Expect Warmer Than Average Weather This Winter
In their final three-month forecast of the year, meteorologists at the National Oceanic and Atmospheric Administration (NOAA) Climate Prediction Center said this winter is likely to be warmer than the 30-year norm (1971-2000) over much of the nation, yet cooler than last year’s very warm winter season.
For December, January, and February, the federal government agency predicts a two percent warmer winter than the 30-year average, but about nine percent cooler than last year. NOAA says that on average this will be a milder than average winter across much of the North, with fewer Arctic air outbreaks,
Meanwhile, a strengthening El Nino event continues to develop in the equatorial Pacific and is likely to continue into spring 2007.
During moderate to strong El Nino episodes, according to NOAA meteorologists, the occurrence of extremely cold days, especially in the Northeast, becomes less likely.
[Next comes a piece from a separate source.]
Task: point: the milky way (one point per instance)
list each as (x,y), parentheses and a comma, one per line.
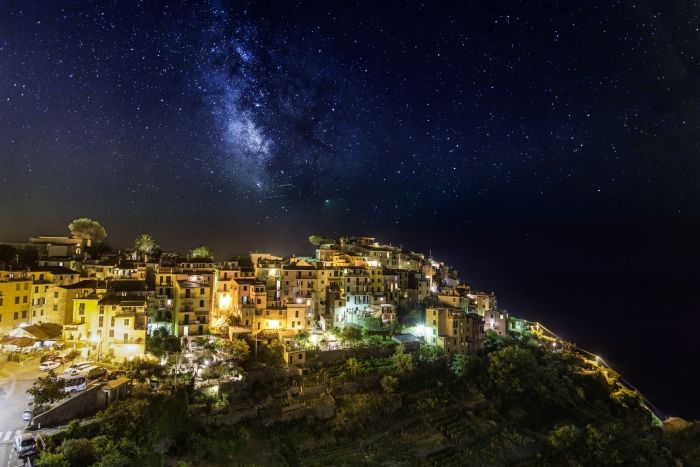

This current event is not expected to reach the magnitude of the strong 1997-98 event.
Overall, NOAA seasonal forecasters expect warmer than average temperatures across the Pacific Northwest, the northern and central plains, the Midwest, the Northeast, and northern mid-Atlantic, as well as most of Alaska during December 2006 through February 2007.
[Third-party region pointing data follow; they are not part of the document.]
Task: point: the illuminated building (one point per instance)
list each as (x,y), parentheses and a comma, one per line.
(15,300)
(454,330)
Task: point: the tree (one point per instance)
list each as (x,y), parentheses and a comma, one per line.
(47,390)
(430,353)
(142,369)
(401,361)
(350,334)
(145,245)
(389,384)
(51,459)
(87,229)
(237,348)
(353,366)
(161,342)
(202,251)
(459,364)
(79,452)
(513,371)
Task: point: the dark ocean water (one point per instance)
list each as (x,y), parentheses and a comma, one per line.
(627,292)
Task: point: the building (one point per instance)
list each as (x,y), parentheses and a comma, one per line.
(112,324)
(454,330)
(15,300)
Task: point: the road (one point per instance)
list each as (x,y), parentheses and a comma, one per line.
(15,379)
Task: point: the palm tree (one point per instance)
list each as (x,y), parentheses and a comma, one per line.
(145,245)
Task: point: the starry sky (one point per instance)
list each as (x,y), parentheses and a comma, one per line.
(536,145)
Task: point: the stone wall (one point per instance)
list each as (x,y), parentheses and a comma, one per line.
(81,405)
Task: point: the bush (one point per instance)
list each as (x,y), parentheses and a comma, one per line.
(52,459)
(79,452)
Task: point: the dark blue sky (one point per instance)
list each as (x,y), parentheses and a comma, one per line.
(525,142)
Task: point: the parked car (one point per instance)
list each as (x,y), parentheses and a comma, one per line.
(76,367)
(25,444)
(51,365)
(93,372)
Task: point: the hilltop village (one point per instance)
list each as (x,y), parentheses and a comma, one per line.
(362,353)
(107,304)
Near-average temperatures are favored for parts of the Southeast from Louisiana through North Carolina, while below-average temperatures are anticipated for Hawaii.
Parts of the mid-Atlantic, the Tennessee Valley, the Southwest from Texas to California, and the intermountain West have equal chances of warmer, cooler, and near-normal temperatures this winter.
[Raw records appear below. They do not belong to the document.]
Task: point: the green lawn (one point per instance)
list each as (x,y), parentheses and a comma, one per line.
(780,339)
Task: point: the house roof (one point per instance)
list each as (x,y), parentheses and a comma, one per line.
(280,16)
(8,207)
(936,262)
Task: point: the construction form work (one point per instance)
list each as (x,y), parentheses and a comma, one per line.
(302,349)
The precipitation outlook calls for wetter than average conditions across the entire southern tier of the country from central and southern California across the Southwest to Texas and across the Gulf Coast to Florida and the south Atlantic Coast.
Drier-than-average conditions are forecast in the Ohio and Tennessee valleys, the northern Rockies, and Hawaii.
In 2007, NOAA, an agency of the U.S. Commerce Department, celebrates 200 years of science and service to the nation, starting with the establishment of the U.S. Coast and Geodetic Survey in 1807 by Thomas Jefferson.